The fourth issue pertains to the somatosensory response to perceived pain. In particular, previous studies have shown that observing others in pain modulates the laser-evoked (Valeriani, Betti, Le Pera, de Armas, Miliucii, Restuccia, Aglioti, 2008) and somatosensory-evoked (Bufalari, Aprile, Avenanti, di Russo, & Algioti, 2007) potentials over the somatosensory cortex. Similar findings have been reported in studies using magnetoencephalography (Betti, Zappasodi, Rossini, Aglioti, & Tecchio, 2009) as well as transcranial magnetic stimulation (Avenanti, Bueti, Galati, & Aglioti, 2005). Although these results converge on the notion that the mere observation of others’ pain impacts on sensory-related somatic neural processing, the paradigms and methodology used elicited a neural response that was notably different from ours. An important difference is that many of these studies induced acute pain in their participants and measured their response to the induced pain. In our study, however, no such stimulation was induced in our participants, and therefore any sensory response elicited in our experiments would be strictly restricted to the visual domain. As such, although we would not expect to observe any somatosensory response in our data, it would be interesting for future research to examine whether the effects of mind wandering would extend to attenuated somatosensory responses to direct stimulation.
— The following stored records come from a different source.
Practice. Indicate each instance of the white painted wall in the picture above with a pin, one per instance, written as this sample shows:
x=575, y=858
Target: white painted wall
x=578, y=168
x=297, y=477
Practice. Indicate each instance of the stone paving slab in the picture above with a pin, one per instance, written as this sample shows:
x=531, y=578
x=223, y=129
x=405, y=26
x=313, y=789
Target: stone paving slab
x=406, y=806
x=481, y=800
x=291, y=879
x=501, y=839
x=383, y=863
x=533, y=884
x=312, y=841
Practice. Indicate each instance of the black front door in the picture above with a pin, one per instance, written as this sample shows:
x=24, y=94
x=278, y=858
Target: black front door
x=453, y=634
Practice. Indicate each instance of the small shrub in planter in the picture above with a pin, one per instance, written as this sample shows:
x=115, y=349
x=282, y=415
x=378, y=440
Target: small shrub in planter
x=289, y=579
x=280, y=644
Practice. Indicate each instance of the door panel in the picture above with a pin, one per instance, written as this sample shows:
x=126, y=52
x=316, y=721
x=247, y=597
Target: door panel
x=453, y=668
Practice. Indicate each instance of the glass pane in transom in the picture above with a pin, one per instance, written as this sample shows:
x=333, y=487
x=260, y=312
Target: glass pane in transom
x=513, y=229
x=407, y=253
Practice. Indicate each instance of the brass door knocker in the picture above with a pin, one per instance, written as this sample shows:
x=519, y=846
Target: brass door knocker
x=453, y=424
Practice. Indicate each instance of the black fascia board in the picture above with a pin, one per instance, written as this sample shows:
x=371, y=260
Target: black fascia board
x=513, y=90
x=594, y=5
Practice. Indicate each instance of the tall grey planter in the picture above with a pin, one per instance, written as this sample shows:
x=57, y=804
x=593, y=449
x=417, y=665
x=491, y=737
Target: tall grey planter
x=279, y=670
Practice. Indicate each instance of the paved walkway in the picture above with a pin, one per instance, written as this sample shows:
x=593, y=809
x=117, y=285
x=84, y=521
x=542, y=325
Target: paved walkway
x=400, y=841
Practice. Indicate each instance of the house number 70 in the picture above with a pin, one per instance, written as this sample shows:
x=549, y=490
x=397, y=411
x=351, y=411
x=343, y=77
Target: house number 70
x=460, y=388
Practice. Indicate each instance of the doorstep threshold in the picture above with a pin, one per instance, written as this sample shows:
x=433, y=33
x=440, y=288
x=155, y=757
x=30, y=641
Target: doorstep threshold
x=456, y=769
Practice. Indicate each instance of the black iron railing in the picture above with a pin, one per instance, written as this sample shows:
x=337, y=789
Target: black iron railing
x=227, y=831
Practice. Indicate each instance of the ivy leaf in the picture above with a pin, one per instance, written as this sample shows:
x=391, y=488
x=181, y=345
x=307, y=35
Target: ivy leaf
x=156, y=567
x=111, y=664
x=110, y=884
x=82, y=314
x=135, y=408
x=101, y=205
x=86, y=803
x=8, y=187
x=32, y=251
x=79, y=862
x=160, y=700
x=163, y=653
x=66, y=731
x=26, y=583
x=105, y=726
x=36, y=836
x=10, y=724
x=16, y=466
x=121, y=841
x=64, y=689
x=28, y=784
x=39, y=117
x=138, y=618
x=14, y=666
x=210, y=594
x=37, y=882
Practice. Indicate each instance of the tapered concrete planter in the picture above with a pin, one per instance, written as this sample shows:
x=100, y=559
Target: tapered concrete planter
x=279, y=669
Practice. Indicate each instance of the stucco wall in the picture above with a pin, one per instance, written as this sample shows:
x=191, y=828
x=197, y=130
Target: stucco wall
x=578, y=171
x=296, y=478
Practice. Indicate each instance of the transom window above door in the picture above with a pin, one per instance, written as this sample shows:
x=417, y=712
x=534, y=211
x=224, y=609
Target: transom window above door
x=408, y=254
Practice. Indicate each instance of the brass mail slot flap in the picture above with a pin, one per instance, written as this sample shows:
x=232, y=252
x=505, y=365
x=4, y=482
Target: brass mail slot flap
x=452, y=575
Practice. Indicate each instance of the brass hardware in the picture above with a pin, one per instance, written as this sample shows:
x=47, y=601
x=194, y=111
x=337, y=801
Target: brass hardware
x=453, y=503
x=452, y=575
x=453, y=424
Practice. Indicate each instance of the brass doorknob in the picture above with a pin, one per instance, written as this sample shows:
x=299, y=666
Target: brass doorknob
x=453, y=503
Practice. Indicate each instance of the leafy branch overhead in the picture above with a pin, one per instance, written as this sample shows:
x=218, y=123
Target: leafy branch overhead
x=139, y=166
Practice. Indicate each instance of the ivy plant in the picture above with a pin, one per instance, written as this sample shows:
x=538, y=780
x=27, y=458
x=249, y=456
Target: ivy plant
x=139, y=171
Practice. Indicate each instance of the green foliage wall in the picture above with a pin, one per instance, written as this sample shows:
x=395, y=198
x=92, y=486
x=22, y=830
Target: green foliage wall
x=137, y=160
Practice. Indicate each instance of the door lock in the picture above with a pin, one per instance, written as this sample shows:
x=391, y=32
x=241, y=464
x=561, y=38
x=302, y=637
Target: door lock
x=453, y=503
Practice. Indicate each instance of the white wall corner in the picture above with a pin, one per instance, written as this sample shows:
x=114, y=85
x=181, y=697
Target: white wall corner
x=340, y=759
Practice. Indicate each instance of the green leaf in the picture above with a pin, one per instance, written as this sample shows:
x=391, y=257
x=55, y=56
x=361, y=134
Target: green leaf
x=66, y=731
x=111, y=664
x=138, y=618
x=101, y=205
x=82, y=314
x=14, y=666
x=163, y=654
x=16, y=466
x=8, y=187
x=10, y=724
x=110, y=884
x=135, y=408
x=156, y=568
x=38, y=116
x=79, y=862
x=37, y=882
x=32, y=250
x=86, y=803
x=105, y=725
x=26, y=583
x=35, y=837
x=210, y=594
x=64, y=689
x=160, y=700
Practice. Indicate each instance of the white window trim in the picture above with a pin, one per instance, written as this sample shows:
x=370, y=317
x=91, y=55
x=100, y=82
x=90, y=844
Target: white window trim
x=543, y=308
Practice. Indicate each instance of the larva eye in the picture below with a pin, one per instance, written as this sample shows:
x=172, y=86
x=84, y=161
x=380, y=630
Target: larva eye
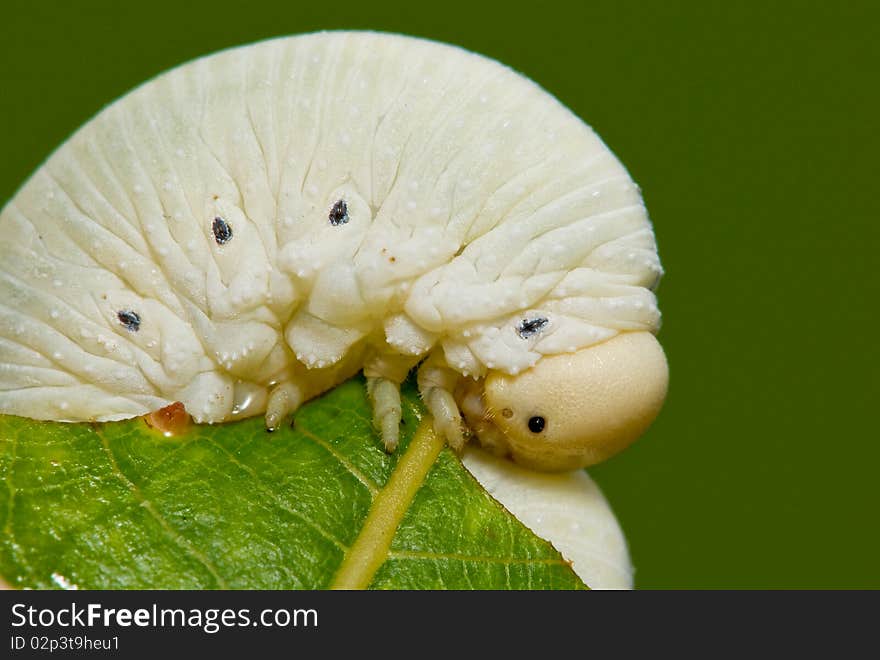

As a final point, the ERP-based responses to pain have been dissociated into two components, as previously noted—an initial, automatic simulation of the pain, followed by a more evaluative analysis of the pain and its context (Decety & Lamm, 2006; Fan & Han, 2008; Gu & Han, 2007). Within this model, we found an effect of mind wandering only on the later, evaluative response to observed pain. This result is consistent with those of Fan and Han, who found that the later empathy response was subject to modulation by top-down attentional influences, but the earlier sensory-related response was not. In Fan and Han’s study, attention was manipulated by invoking a dual-task situation, such that some proportion of attentional resources were deliberately directed away from processing the affective images. In the present study, we were studying a distinct form of attention, and in particular, natural, transient fluctuations in whether one is paying attention to the task at hand (e.g., Dosenbach et al., 2008). The collective evidence thus indicates that only the later stages of empathetic responses to pain are susceptible to varying forms of attentional modulation.